To the author of this article: Could you run your node test with "node --trace-gc <script>" turned on? That will output when, and for how long, node's GC is doing it's thing.
Anyway, this could be a legit complaint at this point.
It explains why JSON parsing doesn't perform well, but doesn't explain the original benchmark results. Would be great to get a comment from @mraleph or the other V8 guys on that.
1) one with Buffers is also causing mark-sweep/compact pauses (7-15ms each) because Buffer constructor calls AdjustAmountOfExternalAllocatedMemory which triggers full gc cycle if it thinks that too much memory is held outside V8.
2) GCs in string based benchmark are mainly scavenges taking 0 ms plus < 10 full collections taking <6ms each on my desktop.
That is all I can say. V8 GC is performing well here from my point of view.
Yes, --trace-gc shows about 10 Mark-sweeps per second, each taking around 13 ms (no compacts though as far as I could see). But are those ~15% spent in GC are enough to explain the performance?
You were saying that V8 GC is failing here so I just explained why JSON.parse is especially bad for V8 GC.
Strictly speaking I am not even convinced that GC is bottleneck here. Only profiling can reveal the real bottleneck.
[I tried small experiment: used thirdparty pure-JS JSON parser instead of V8 JSON.parse --- that changed GC profile, but did not affect response time.]
V8 has a very impressive garbage collector (stop-the-world, generational, accurate) and the GC is probably a part the Google team have spent a lot of time tuning and working on as it's one of the harder and most important parts of building a VM...

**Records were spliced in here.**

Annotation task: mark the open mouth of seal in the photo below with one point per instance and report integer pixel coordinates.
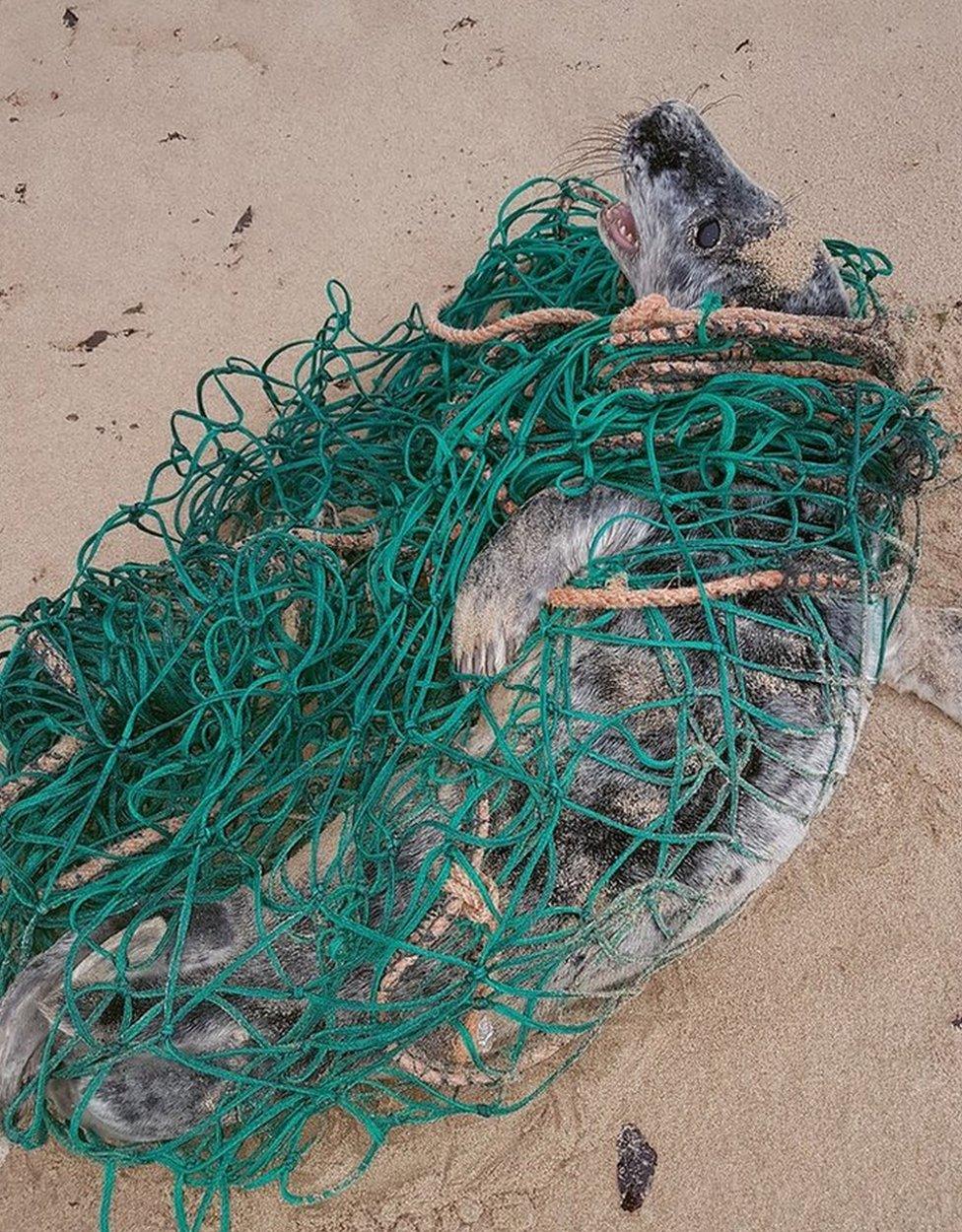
(620, 227)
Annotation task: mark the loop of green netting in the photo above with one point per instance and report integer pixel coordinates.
(280, 674)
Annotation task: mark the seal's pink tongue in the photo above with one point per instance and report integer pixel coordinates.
(620, 226)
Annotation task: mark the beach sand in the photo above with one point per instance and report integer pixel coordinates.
(802, 1069)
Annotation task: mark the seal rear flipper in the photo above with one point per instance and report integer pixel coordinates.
(924, 656)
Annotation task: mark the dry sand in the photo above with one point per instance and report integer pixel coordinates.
(800, 1070)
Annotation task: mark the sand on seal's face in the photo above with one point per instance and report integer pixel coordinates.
(799, 1072)
(788, 254)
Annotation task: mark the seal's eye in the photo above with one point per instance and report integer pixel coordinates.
(709, 233)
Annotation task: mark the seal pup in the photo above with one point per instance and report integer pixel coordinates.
(691, 223)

My guess is that node's GC configuration isn't finely tuned for 25KB structures or maybe the GC is called prematurely.
Some suggestions: try to turn off the GC and re-do the benchmark, try with smaller JSON datastructures, try with different versions of node. Each of these would give more evidence where the problem is.
Btw. in that benchmark: which versions of RingoJS and node.js are used? How much memory does each server use in the end?
Edit:
What type of garbage collector does RingoJS/Rhino use - how is the GC configured for RingoJS?
The JSON I'm parsing is just objects with short string properties (around 10 characters). There's just one longer 25kb JSON string but that is never collected. As to Node configuration, can you provide some specific options to use? I've been asking about this on #node.js (and ryan) and I'm open to any suggestions.
Ringo is running with the server hotspot JVM without any further options.
Per default, Java 6 uses a generational collector with multi-threaded stop-the-world copying for the young generation and single-threaded stop-the-world mark-sweep-compact for the tenured generation.
I think the editorializing of the headline is unnecessarily negative (read biased). There is obviously an issue Ryan is working on addressing but Node is clearly already providing performance which is suitable for many server workloads.
I'm the author of both the original article and this HN posting - and yes, I am biased, since I'm the main developer of RingoJS (the other platform in that benchmark). I've made that quite clear and provided additional background in the original benchmark to which this is just a short update: http://hns.github.com/2010/09/21/benchmark.html
I think my benchmark and the conclusions I draw from it (after a lot of thinking) are fair. My intention is just to make people see there's no magic bullet with performance or scalability, and that there are alternatives for server-side JavaScript.
I think your conclusions in the article are fair. I think the title on HN is misleading because it's a quantitive issue.
V8 GC is a well known concern in the Node community, but it's still performing well enough that Node is considerably faster than traditional servers (like Apache). The fact that Ringo is also faster doesn't make V8 "not ready" it just means it could be improved.
If I wanted to be contentious I could suggest that "Hacker News comments confirms that RingoJS may not be ready for developers" because the author likes taking pot shots at other frameworks. But that would be petty, wouldn't it?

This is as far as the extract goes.